Ces magistrats ont rendu compte des plaidoiries au tribunal composé de :
Monia TALEB, Vice-Présidente
Cécile BAUDOT, Première Vice-Présidente Adjointe
Martine SERVAL, Magistrat à titre temporaire
qui en ont délibéré.
Albane SURVILLE, Greffier.
JUGEMENT
prononcé en premier ressort, par décision réputée contradictoire et mise à disposition au greffe du tribunal conformément à l’avis donné à l’issue des débats.
[A], [M], [Y], [T] [I] est née le [Date naissance 1] 2015 à [Localité 6] de Mme [X], [U], [L] [Z], et de M. [S] [I], qui l’a reconnue par anticipation le 23 avril 2015 à [Localité 6].

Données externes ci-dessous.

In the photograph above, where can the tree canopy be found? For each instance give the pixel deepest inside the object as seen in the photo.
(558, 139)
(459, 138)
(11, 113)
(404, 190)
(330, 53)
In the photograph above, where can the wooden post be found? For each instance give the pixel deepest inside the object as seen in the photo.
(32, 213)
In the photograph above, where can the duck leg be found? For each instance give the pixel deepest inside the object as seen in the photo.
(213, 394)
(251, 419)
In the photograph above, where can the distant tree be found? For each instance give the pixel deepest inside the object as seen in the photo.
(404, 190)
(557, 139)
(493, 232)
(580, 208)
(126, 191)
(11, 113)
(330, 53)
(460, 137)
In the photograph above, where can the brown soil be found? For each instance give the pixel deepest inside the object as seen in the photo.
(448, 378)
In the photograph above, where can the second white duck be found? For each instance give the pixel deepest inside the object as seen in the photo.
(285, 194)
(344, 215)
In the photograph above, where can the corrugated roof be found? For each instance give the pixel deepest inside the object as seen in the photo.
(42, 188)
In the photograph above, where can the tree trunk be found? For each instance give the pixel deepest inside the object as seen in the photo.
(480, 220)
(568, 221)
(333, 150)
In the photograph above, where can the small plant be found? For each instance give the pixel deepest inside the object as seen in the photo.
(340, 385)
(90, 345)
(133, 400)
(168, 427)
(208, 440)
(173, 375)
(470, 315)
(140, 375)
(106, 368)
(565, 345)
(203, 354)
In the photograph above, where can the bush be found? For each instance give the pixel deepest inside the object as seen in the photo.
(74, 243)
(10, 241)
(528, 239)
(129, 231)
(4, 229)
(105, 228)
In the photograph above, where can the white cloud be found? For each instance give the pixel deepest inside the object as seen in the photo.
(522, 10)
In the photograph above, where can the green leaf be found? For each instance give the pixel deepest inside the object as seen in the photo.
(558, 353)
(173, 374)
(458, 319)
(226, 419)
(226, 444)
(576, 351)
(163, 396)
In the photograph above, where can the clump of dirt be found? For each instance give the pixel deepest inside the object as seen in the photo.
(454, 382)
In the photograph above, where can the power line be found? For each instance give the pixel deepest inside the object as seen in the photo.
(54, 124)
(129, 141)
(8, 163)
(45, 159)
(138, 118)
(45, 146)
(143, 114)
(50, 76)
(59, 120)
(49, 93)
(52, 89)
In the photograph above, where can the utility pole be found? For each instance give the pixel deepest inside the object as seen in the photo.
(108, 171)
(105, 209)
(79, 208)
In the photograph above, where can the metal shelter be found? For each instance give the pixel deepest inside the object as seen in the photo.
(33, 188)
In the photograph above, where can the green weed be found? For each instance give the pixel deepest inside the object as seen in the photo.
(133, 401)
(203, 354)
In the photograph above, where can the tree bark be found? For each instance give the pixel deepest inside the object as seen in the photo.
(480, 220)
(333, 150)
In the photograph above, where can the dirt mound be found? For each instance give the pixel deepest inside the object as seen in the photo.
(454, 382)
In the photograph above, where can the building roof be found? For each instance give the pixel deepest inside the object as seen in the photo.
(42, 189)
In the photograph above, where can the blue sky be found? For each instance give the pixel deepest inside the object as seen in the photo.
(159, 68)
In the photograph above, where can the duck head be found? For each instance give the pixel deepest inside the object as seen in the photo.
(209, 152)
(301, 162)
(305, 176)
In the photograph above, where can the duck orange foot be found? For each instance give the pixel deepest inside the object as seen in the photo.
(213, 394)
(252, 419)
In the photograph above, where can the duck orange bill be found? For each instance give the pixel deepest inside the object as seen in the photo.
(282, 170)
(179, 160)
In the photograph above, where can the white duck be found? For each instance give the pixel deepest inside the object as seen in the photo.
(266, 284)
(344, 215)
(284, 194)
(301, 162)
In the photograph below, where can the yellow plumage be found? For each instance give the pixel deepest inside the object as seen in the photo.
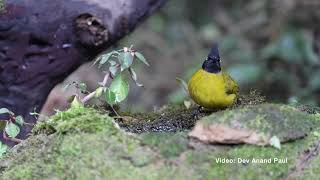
(213, 90)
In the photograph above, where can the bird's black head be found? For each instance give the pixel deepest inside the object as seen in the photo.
(212, 64)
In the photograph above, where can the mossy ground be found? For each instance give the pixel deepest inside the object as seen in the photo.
(83, 143)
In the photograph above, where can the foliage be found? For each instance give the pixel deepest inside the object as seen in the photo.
(10, 127)
(118, 62)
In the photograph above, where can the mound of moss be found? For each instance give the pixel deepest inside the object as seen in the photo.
(83, 143)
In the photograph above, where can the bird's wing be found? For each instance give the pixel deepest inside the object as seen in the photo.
(230, 85)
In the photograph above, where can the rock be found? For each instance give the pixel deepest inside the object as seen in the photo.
(71, 145)
(254, 125)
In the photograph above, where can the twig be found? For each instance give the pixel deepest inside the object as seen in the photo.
(11, 139)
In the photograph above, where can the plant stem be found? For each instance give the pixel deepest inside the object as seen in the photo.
(88, 97)
(11, 139)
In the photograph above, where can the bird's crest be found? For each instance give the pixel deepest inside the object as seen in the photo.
(214, 53)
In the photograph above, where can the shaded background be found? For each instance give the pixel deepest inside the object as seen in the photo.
(268, 45)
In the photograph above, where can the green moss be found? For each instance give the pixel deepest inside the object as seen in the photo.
(98, 153)
(75, 119)
(169, 144)
(285, 122)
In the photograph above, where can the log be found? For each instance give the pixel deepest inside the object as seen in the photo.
(42, 42)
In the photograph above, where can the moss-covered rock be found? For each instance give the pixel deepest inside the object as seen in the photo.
(85, 144)
(257, 124)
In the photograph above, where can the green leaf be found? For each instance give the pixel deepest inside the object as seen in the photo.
(3, 149)
(12, 130)
(120, 87)
(76, 103)
(98, 92)
(141, 58)
(66, 87)
(5, 110)
(275, 142)
(19, 120)
(113, 70)
(316, 134)
(105, 58)
(83, 87)
(134, 77)
(3, 124)
(125, 60)
(110, 97)
(112, 63)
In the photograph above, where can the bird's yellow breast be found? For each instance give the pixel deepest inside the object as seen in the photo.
(212, 90)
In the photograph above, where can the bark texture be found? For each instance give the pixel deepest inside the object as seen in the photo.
(41, 42)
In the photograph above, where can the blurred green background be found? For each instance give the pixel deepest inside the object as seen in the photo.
(268, 45)
(271, 46)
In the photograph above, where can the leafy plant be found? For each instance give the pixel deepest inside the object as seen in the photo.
(118, 63)
(12, 126)
(3, 149)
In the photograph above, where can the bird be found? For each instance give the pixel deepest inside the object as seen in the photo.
(211, 87)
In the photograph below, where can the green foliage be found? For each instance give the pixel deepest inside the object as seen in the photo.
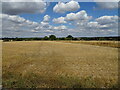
(52, 37)
(46, 38)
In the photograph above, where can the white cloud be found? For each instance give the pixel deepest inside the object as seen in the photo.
(46, 18)
(59, 20)
(64, 7)
(62, 27)
(107, 5)
(107, 19)
(81, 15)
(14, 8)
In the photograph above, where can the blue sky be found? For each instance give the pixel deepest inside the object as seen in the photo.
(75, 18)
(87, 6)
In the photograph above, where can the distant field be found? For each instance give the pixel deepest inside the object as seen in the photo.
(48, 64)
(115, 44)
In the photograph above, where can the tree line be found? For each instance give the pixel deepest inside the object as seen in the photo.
(53, 37)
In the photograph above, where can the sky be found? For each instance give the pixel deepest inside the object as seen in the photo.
(79, 19)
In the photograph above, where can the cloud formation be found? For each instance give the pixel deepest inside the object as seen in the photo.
(65, 7)
(81, 15)
(107, 5)
(15, 8)
(59, 20)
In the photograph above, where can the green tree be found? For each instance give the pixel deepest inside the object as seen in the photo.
(46, 38)
(52, 37)
(69, 37)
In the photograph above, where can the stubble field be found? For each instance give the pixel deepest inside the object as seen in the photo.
(51, 64)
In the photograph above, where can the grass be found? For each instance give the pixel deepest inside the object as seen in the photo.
(50, 64)
(114, 44)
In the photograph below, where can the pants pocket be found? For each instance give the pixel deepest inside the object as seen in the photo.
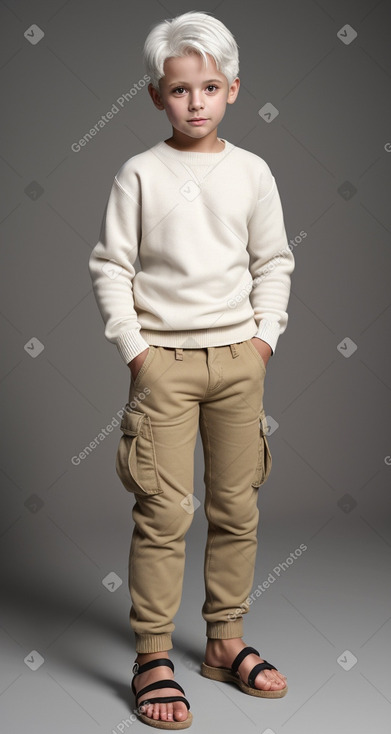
(264, 455)
(256, 354)
(136, 463)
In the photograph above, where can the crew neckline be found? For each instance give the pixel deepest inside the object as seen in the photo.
(193, 156)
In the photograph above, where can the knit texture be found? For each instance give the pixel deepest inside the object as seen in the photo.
(214, 261)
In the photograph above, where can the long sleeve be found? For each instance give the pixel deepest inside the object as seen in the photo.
(111, 267)
(271, 263)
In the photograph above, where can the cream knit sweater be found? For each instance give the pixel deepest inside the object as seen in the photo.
(215, 264)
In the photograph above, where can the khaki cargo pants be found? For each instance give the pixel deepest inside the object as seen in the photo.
(220, 390)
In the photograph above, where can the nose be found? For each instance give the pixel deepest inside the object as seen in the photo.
(195, 101)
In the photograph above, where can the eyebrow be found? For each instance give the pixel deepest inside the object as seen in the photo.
(208, 81)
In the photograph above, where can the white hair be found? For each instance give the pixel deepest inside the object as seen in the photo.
(185, 34)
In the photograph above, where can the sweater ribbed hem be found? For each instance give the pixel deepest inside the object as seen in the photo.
(200, 338)
(133, 342)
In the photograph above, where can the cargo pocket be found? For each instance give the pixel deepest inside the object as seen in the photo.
(136, 463)
(264, 456)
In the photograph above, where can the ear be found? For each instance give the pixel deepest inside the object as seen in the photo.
(156, 98)
(233, 91)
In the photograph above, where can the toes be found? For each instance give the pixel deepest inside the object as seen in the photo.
(163, 711)
(180, 712)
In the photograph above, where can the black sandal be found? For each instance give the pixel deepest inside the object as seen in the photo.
(166, 683)
(231, 675)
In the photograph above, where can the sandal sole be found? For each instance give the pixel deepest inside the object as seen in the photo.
(162, 724)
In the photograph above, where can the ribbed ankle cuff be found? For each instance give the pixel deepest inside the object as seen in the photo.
(153, 643)
(225, 630)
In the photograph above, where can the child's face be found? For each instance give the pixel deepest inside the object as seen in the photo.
(189, 89)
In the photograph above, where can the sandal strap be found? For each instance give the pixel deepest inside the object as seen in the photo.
(241, 655)
(137, 668)
(166, 683)
(257, 669)
(165, 699)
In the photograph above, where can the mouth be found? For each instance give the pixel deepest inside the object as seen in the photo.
(197, 121)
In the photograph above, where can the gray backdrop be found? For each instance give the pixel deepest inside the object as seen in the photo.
(324, 621)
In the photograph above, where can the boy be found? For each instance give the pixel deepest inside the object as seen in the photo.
(196, 326)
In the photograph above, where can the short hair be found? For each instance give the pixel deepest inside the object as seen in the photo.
(192, 31)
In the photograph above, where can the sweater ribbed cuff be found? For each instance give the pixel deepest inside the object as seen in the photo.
(269, 331)
(130, 344)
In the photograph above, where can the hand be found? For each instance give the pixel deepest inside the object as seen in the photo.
(136, 363)
(263, 348)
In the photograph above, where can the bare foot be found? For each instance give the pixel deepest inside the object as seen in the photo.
(166, 711)
(223, 653)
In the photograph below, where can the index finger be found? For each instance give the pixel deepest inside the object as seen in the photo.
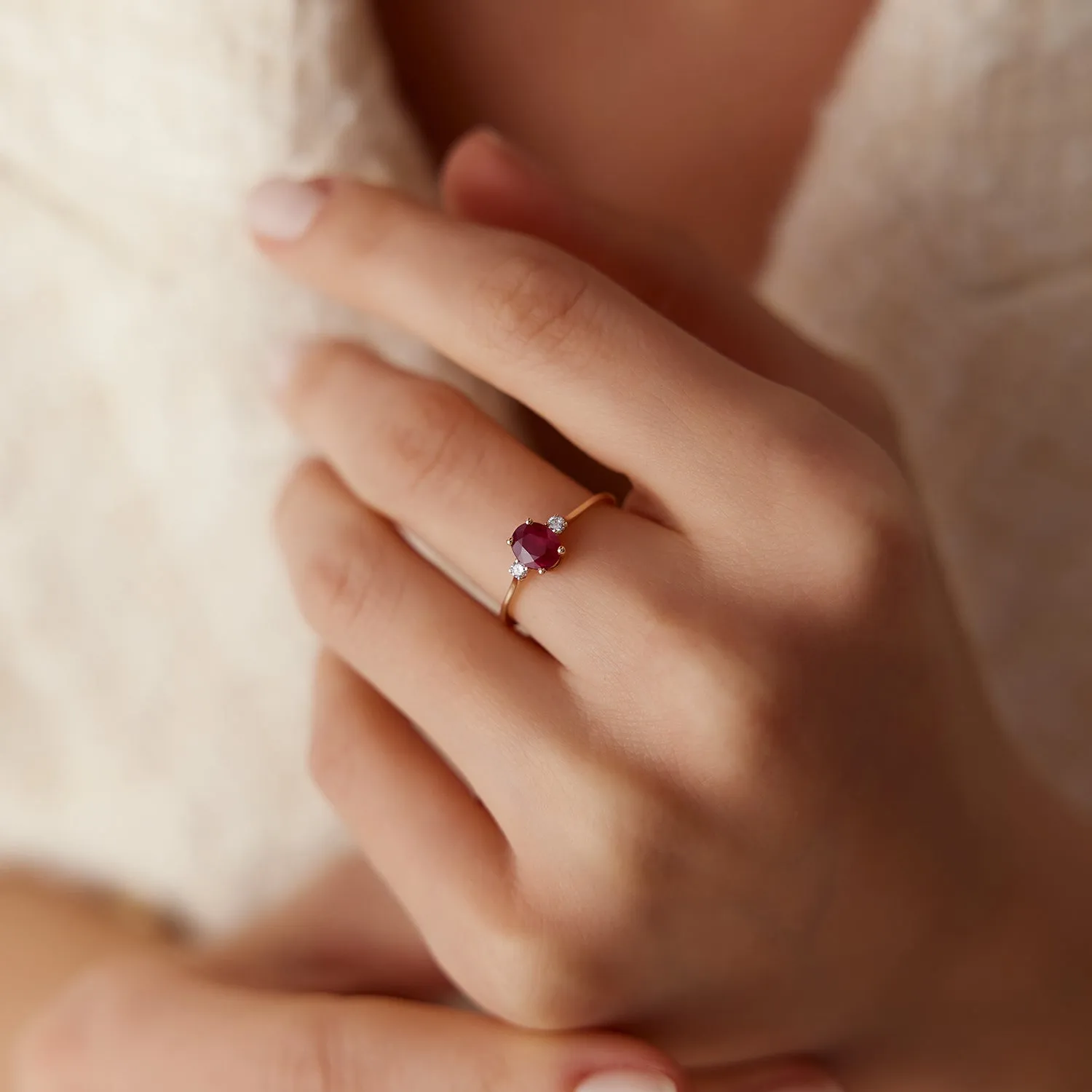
(620, 379)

Par exploits des 10 août et 30 août 2022, le procureur de la République près le tribunal judiciaire de Nanterre a respectivement fait assigner Mme [X] [Z], en personne et en qualité de représentante légale de l’enfant, et M. [S] [I] devant le tribunal judiciaire de Nanterre. Il sollicite, au visa des articles 311-14, 336 du code civil, et 42 du code de procédure civile, l’annulation de la reconnaissance effectuée par ce dernier.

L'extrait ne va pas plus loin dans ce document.